赤津 裕一 (筑波大学 生物学類 4年) 指導教官:星野 貴行 (筑波大学 生物科学系)
<導入・目的>
当研究室では高度好熱性真正細菌Thermus
thermophilus HB27のLys生合成が、バクテリアで一般的なジアミノピメリン酸経路(DAP経路)ではなく、カビ・真菌類でのみ報告されていたa-アミノアジピン酸を中間体とする経路によって行われていることを発見した。また、T.
thermophilus のLys生合成クラスターと高い相同性を示す領域が超好熱性嫌気性古細菌Pyrococcus.horikoshiiOT3ゲノム中にも見出され、同菌株も同様の経路によりLys生合成を行っていることが推定された。同時にP.
horikoshiiの遺伝子クラスターは、上流4遺伝子(PH1727-PH1722)が他の生物のLeu生合成遺伝子と、下流の3遺伝子(PH1720-PH1716)がArg生合成遺伝子と有意な相同性を示している。P. horikoshii OT3はLys、Arg、Leuに対して要求性を示さず、またそのゲノム上にはこの領域以外にLeu、Arg生合成遺伝子、あるいはジアミノピメリン酸経路を構成するLys生合成遺伝子と相同性を示すような遺伝子は存在していない。以上から、この領域はP.
horikoshii OT3中でLys、Leu、Argの3種のアミノ酸生合成に関与することが推察された。
本研究では遺伝子操作の容易な枯草菌を宿主として発現させることにより、P.
horikoshii OT3のこの遺伝子領域がLys、Leu、Arg生合成に関与しているかどうかを明らかにすることを目的とする。
<方法>
Leu、Arg生合成に関与する遺伝子を個別に破壊した枯草菌菌株を新たに作製し、それぞれの破壊株にP.
horikoshii OT3の推定Lys生合成クラスター中の対応遺伝子を導入して、変異の相補(Leu、Argに対する要求性の回復)により導入遺伝子がそれぞれLeu、Arg生合成に関与するのかどうかを明らかにする。Lys生合成に関しては、枯草菌ではDAP経路を利用しているので、最終段階の反応を司る遺伝子(lysA)の破壊株を作製し、この株に対してP. horikoshii OT3の推定Lys生合成クラスター全長を導入する。
第一段階としてLeu生合成遺伝子に着目し、枯草菌のleuオペロンを構成する各遺伝子を、各ORF内部を大きく欠失させ、それを枯草菌の相当遺伝子と置換することにより破壊する。次にP.

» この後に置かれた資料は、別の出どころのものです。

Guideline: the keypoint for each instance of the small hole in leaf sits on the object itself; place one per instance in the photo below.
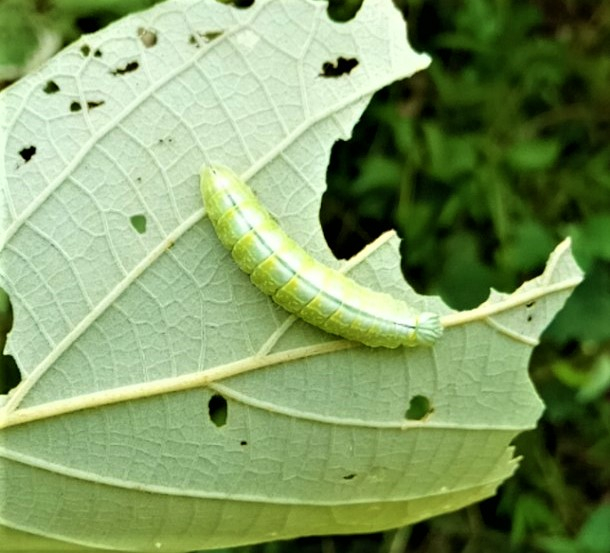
(217, 408)
(241, 3)
(419, 407)
(340, 10)
(343, 66)
(139, 223)
(92, 105)
(51, 87)
(148, 37)
(27, 153)
(9, 372)
(128, 68)
(211, 35)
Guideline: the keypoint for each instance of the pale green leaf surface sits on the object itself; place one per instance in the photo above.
(123, 335)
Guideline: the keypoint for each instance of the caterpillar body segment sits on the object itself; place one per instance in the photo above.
(318, 294)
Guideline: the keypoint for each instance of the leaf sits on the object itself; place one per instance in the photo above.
(168, 405)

horikoshii OT3の対応遺伝子のORFをPCR増幅し、そのC末端にFlag-tagを挿入する。この構築を枯草菌xyl promoterの下流に結合して各変異株ゲノムのamyE locusに挿入する。このようにして作製した菌株についてLeuに対する要求性を、枯草菌の生育上限温度である52~55℃(培地組成、塩濃度によって可変)付近での最少培地での生育により検討し、P.
horikoshii
OT3の導入遺伝子がLeu生合成に関与しているかどうかを明らかにする。なお導入遺伝子の発現の有無については、Flag-tagに対する抗体を用いたWestern
blottingにより解析する。
<結果・考察>
現在、枯草菌のleuA、leuB破壊株の構築に成功し、leuC、leuD破壊株の構築を行っている。導入するP. horikoshii OT3遺伝子については、各ORFのPCR増幅及びクローン化は完了し、現在Flag-tagの付加を行っている。またamyE locusに挿入するためのプラスミドについても構築を行った。

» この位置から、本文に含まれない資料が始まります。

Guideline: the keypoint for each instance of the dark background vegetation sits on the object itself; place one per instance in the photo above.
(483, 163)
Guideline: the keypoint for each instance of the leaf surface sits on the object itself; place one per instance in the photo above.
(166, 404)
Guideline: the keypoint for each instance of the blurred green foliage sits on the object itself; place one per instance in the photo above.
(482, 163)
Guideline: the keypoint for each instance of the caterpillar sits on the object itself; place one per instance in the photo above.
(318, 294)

P. horikoshii OT3は超好熱性古細菌なので、遺伝子産物が常温で活性を持たないことがある。実際に大腸菌で発現させた場合には、産物が活性を持たなかったという報告もある。それに対して枯草菌は生育上限温度が大腸菌より高く、GC含量も同程度なので、P. horikoshii OT3遺伝子を発現させる際のより良い宿主として利用可能であると考えられる。